Lew Taishoff covered the case briefly in a post titled Entropy.

Homero F. Meruelo, 2018 T. C. Memo. 16, filed 2/5/18, is trying the “incorporated pocketbook” gambit to try to build basis in his melted-down Sub S. Judge Lauber isn’t buying.

Homero has a bunch of Sub Ss in his real estate empire, along with partnerships and LLCs, some of which were owned with others. The Black 08 (real estate pros need no explanation) put paid to the lot, and Homero wants a thundering NOL, but IRS says no.

“Here, petitioner seeks to treat as his incorporated pocketbook 11 distinct affiliates. Many of these companies had co-owners besides petitioner. And because the inter-company payments allegedly creating his basis involved netting hundreds of accounts payable against hundreds of accounts receivable, petitioner is necessarily contending that his ‘incorporated pocketbook’ not only disbursed funds but regularly received them.
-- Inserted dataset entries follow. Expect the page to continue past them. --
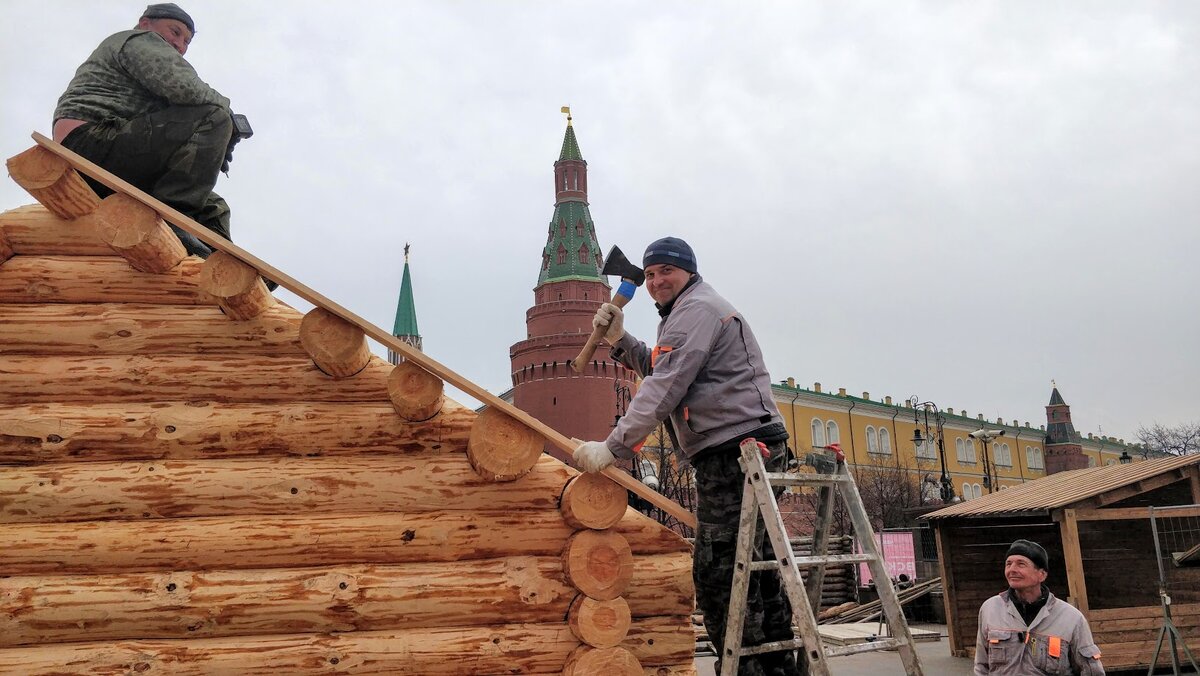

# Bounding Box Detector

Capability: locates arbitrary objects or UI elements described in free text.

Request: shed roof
[925,455,1200,519]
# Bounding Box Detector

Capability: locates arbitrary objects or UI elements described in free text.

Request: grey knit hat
[142,2,196,35]
[642,237,696,273]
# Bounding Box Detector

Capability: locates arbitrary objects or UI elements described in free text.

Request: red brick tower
[1045,387,1087,474]
[509,114,634,457]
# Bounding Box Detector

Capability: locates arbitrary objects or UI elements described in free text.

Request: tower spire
[388,241,422,364]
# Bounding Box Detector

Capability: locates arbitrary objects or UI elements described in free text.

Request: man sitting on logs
[575,237,808,676]
[54,2,238,258]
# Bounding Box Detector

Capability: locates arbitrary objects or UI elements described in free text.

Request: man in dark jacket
[54,2,233,257]
[575,237,799,676]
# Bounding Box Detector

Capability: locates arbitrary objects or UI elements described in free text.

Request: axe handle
[571,294,632,373]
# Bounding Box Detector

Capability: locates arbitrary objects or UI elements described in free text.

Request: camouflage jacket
[54,30,229,122]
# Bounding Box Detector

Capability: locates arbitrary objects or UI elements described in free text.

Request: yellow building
[772,378,1140,499]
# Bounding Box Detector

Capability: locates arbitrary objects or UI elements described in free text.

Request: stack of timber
[0,148,695,676]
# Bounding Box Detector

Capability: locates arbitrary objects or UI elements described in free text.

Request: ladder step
[767,472,847,486]
[826,639,905,657]
[750,554,875,570]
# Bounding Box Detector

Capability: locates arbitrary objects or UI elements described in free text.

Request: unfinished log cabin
[926,455,1200,674]
[0,140,695,676]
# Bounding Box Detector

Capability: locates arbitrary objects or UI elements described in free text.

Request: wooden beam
[0,552,692,648]
[30,132,697,528]
[1058,509,1088,616]
[0,303,305,357]
[0,354,391,405]
[0,509,691,573]
[0,256,216,305]
[0,617,694,676]
[0,204,113,256]
[0,401,475,463]
[0,450,573,525]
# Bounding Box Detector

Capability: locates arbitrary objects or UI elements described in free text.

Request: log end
[566,594,632,648]
[563,531,634,600]
[298,307,371,378]
[96,193,187,273]
[562,473,629,531]
[467,408,545,481]
[200,251,275,322]
[563,646,644,676]
[388,360,445,423]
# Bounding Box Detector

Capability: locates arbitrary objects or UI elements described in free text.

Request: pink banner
[854,531,917,586]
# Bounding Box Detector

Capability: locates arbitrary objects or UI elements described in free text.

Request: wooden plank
[0,450,580,524]
[0,617,692,676]
[1060,509,1087,617]
[32,132,697,528]
[0,354,391,405]
[0,401,475,463]
[0,303,305,357]
[0,552,692,647]
[0,509,691,575]
[0,204,114,256]
[0,256,216,305]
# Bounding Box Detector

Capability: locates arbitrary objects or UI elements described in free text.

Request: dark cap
[642,237,696,273]
[1004,540,1050,570]
[142,2,196,35]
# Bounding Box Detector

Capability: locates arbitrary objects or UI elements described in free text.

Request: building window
[811,418,826,448]
[1025,445,1046,469]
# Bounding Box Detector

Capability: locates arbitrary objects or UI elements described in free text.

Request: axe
[571,246,646,373]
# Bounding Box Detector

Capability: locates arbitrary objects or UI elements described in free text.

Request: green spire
[388,243,421,364]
We have never found an incorporated pocketbook on such facts.” 2018 T. C. Memo. 16, at pp. 18-19.

There’s more, like a back-to-back loan argument, but defective paperwork torpedoes all that.

There is quite a bit of coverage on non-tax litigation that the Meruelo family of developers have been involved in.  Examples are here and here.

I previously commented on Judge Lauber’s education in covering his ruling in the case of Susan Crile – Tax Court Judge Appreciates Art More Than Your Average Revenue Agent, but in revisiting that I picked up an interesting tidbit in Jacob Dean’s profile of the judge.

Judge Lauber attended a Jesuit high school in New York City, and it was there that he first started to study Latin and Greek

Further research narrowed that down and I found that Judge Lauber attended Xavier High School (Class of 1967), making him one of the remote and lofty seniors, who introduced my classmates in the Class of 1970 to the mysteries of the precise placement of brass on the uniform, marching, saluting and standing at attention. The passing of Justice Scalia, Xavier’s loftiest judge, who was replaced by someone who attended one of the lesser Jesuit high schools was a real blow.  Having Judge Lauber on the Tax Court is good compensation.  I hope Judge Lauber will continue “marching onto victory, with colors flying guidons high”.